Par Marie-Christine pour Carré Or TV
Un grand classique éblouissant
Parce que William Shakespeare était un précurseur à son époque, choquant la plupart du temps ses contemporains, il aurait à coup sûr, apprécié́ l’adaptation et la mise en scène de Frédérique Lazarini.
Écrite dans les premières années de sa carrière littéraire et théâtrale aux environs de 1594, et publiée après sa mort, cette comédie est en quelque sorte une œuvre de jeunesse pour cet illustre dramaturge.
Maintes fois adaptée pour le théâtre, cette dernière mise en scène réalisée par Frédérique Lazarini apporte un ton nouveau en imbriquant le cinéma italien des années 1950 et la commedia dell’arte. Grâce à la complicité́ et au talent de Bernard Malaterre, nous pouvons suivre un film en noir et blanc en fond de scène où évolue une famille aristocratique de Padoue, au temps où Gina Lollobrigida et Vittorio de Sica entaient au zénith de leur carrière.
Ambiance italienne assurée ! Sans oublier les tubes de l’époque !
Baptista, père désespèré de ne pouvoir marier sa fille cadette : Bianca, douce et soumise tant que son ainée « La bella Catarina », revêche, colérique ne trouve pas chaussure à son pied !
Rejetant systématiquement tous les partis, Baptista interprété́ par Bernard Malaterre ne souhaite qu’une seule chose marier ses filles et être enfin tranquille !
Shakespeare a eu le génie d’imbriquer deux pièces en une, ce qui troublait déjà̀ à l’époque, les lecteurs puis ensuite les spectateurs.
Frédérique Lazarini respecte l’histoire dans l’histoire en donnant à cette comédie un caractère encore plus enjoué grâce au film cinématographique par intermittence où l’on retrouve les mêmes comédiens sur scène.
Cette Catarina des années 50 avec un pied dans le 17ème siècle, demeure toujours une femme au caractère impossible : acariâtre, hautaine et pourtant tellement séduisante.
Alix Benezech interprète avec talent la belle Mégère. Elle a joué́ dans « Les Rivaux » de Richard Brinsley Sheridan adaptée également par Frédérique Lazarini.
Remarquée aux US, dans « Mission impossible fall out ». Cédric Colas, excellent comédien interprète le rôle de Petruchio. Son souhait : épouser une femme dotée et tant pis si elle est insupportable !
Le jeu en vaut la chandelle ! Petruchio n’est pas homme à plier devant une femme et s’il faut la dompter, il est l’homme de la situation !
Pendant ce temps la cadette Bianca, tellement charmante et douce tourne la tète de tous les jeunes gens et en particulier celle de Lucentio brûlant littéralement d’amour.

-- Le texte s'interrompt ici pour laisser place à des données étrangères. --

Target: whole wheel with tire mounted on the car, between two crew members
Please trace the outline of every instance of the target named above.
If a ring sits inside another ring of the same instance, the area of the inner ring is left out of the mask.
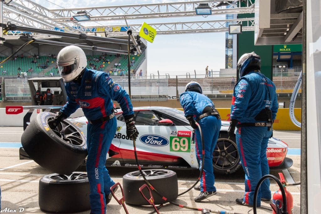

Si les premières approches sont vives entre Catarina, véritable furie incarnée ! Sa violence autant verbale que physique n’effraient en rien Petruchio, persuadé d’en venir à bout.
Le jeu théâtral de ces 2 comédiens est absolument remarquable.
Insupportable avant ce mariage forcé, elle deviendra sous la contrainte et les mauvais traitements de Petruchio la privant de nourriture, de sommeil, de marches à pied inhumaines… Une femme soumise, aux ordres de son mari, douce, aimante enfin tout ce dont peut rêver un mari macho.
Bien évidemment, ce retour de situation parait limite grotesque mais voulu par Shakespeare, la metteuse en scène a su exploiter à l’extrême le caractère comique, bouffon de l’épilogue. Une fin de roman désespérant systématiquement la gente féminine, même les moins féministes !
Il est vrai que Shakespeare a voulu donner une fin répondant sans doute aux mœurs du 17ème siècle et peut être par convenances personnelles.
Cette « Mégère apprivoisée » revue par Frédérique Lazarini redonne un souffle nouveau à cette comédie où l’on rit vraiment beaucoup par le jeu des comédiens et par la mise en scène qui décoiffe quelque fois.
Jouée actuellement à l’Artistic Théâtre, il faut aller applaudir cette équipe de comédiens qui nous font revivre la célèbre comédie de Shakespeare avec une atmosphère « made in Italy » des années 50.